Lazio

41° suicidio dell’anno nelle carceri italiane. Il sistema penitenziario al collasso

Un’altra vita spezzata dietro le sbarre. Un altro nome che si aggiunge alla lunga, tragica lista dei suicidi nelle carceri italiane. Questa mattina, all’alba, all’interno del reparto G-12 del carcere romano di Rebibbia, un uomo di 54 anni è stato ritrovato impiccato nella sua cella singola.

Era romano, aveva lavorato nella cucina dell’istituto fino a poco tempo fa. Nessun compagno di cella, nessuna possibilità di chiedere aiuto. Solo il silenzio e l’ennesimo epilogo di disperazione.

Secondo i dati diffusi dal sindacato Uilpa Polizia Penitenziaria, si tratta del 41esimo suicidio di un detenuto dall’inizio dell’anno – cui si sommano altri due casi simili, uno in una Rems e uno tra i detenuti ammessi al lavoro esterno – e tre suicidi tra gli stessi operatori penitenziari. Un bilancio drammatico: 44 vite spezzate nel 2024 all’interno di un sistema che avrebbe dovuto custodire, riabilitare, proteggere.

Il carcere italiano infligge una pena di morte di fatto, che colpisce ristretti e operatori”, denuncia amaramente Gennarino De Fazio, segretario generale della Uilpa. E lo fa con numeri che raccontano più di mille parole: 1.565 detenuti a fronte di una capienza di 1.068 posti, con un sovraffollamento del 143%, gestiti da 650 agenti contro i 1.137 necessari.

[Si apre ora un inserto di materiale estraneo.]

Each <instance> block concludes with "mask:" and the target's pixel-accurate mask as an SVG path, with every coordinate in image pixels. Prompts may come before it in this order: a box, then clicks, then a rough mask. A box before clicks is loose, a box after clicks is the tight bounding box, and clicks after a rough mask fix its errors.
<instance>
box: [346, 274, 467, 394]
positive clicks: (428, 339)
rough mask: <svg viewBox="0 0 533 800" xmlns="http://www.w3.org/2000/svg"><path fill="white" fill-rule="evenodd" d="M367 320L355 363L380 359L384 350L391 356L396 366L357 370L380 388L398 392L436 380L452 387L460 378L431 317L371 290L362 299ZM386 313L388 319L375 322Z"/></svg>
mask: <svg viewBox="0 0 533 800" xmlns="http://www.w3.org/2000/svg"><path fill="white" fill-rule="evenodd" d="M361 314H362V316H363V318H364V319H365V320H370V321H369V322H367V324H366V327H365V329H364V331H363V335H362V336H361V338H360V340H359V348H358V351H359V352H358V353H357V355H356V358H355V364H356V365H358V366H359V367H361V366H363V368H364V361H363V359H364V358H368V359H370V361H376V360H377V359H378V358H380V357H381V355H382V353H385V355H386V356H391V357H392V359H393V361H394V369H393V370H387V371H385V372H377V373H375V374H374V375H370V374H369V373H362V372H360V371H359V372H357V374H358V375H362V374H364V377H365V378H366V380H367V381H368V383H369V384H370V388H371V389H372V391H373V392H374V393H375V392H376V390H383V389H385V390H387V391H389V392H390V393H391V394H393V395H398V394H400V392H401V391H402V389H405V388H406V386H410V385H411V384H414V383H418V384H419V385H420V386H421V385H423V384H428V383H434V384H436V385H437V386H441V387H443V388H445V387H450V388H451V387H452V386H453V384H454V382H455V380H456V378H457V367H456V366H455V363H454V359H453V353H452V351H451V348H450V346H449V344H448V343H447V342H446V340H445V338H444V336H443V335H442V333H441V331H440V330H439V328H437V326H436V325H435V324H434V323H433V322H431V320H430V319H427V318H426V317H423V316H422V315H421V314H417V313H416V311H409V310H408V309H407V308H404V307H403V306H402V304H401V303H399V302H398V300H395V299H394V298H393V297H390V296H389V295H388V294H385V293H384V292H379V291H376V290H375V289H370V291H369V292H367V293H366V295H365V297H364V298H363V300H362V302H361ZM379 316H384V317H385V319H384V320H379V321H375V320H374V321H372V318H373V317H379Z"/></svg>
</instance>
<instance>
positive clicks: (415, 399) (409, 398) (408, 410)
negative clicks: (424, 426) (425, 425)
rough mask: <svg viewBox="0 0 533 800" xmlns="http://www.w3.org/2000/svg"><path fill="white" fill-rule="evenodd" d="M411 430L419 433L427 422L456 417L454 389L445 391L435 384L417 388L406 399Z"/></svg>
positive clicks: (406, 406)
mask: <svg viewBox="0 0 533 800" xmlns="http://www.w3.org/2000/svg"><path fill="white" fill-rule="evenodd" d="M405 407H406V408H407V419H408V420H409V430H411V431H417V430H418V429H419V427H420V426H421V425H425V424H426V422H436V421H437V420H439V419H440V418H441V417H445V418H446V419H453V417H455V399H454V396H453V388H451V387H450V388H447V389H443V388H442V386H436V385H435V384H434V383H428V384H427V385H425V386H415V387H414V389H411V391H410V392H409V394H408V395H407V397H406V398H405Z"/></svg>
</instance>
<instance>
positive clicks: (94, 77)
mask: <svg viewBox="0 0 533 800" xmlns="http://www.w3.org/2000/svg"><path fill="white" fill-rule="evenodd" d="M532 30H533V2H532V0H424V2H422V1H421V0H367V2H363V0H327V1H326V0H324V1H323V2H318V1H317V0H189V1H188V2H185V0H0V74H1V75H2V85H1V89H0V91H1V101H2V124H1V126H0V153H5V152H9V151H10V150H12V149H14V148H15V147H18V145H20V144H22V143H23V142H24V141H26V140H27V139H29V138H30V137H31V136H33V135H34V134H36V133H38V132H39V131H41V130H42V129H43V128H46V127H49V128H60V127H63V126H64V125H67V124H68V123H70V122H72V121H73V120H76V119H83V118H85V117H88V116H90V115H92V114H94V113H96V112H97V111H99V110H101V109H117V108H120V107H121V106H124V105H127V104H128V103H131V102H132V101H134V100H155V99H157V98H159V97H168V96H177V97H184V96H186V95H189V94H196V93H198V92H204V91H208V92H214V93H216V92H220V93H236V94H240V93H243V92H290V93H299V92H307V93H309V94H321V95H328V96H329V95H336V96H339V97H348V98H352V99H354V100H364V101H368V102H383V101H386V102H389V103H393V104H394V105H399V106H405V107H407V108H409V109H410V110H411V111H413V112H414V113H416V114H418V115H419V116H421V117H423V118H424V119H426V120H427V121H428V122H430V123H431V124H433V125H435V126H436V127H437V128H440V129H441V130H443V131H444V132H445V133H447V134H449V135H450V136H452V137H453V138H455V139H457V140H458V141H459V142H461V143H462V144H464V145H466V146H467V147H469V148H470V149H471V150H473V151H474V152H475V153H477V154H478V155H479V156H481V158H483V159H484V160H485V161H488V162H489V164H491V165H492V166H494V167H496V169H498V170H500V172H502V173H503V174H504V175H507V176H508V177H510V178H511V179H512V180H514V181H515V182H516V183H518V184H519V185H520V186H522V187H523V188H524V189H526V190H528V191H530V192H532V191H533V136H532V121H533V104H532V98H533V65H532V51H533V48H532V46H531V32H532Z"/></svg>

Una situazione esplosiva, che non risparmia nessuno: né i detenuti, che vivono in condizioni al limite della dignità, né gli agenti di polizia penitenziaria, spesso costretti a turni massacranti che arrivano fino a 26 ore consecutive, in quella che De Fazio definisce senza mezzi termini “una forma di caporalato di Stato”.

E mentre le istituzioni parlano di task force e soluzioni di facciata, la rabbia cresce anche tra le forze politiche locali.

Ogni suicidio è una sconfitta dello Stato. Il carcere non può essere una condanna a morte”, ha dichiarato Emanuela Droghei, consigliera regionale del Partito Democratico, chiedendo riforme strutturali e investimenti veri: assistenza psicologica, personale, percorsi di reinserimento, non solo annunci e passerelle.

Oggi, invece, la realtà parla di una cella, una corda, e una vita lasciata sola fino alla fine.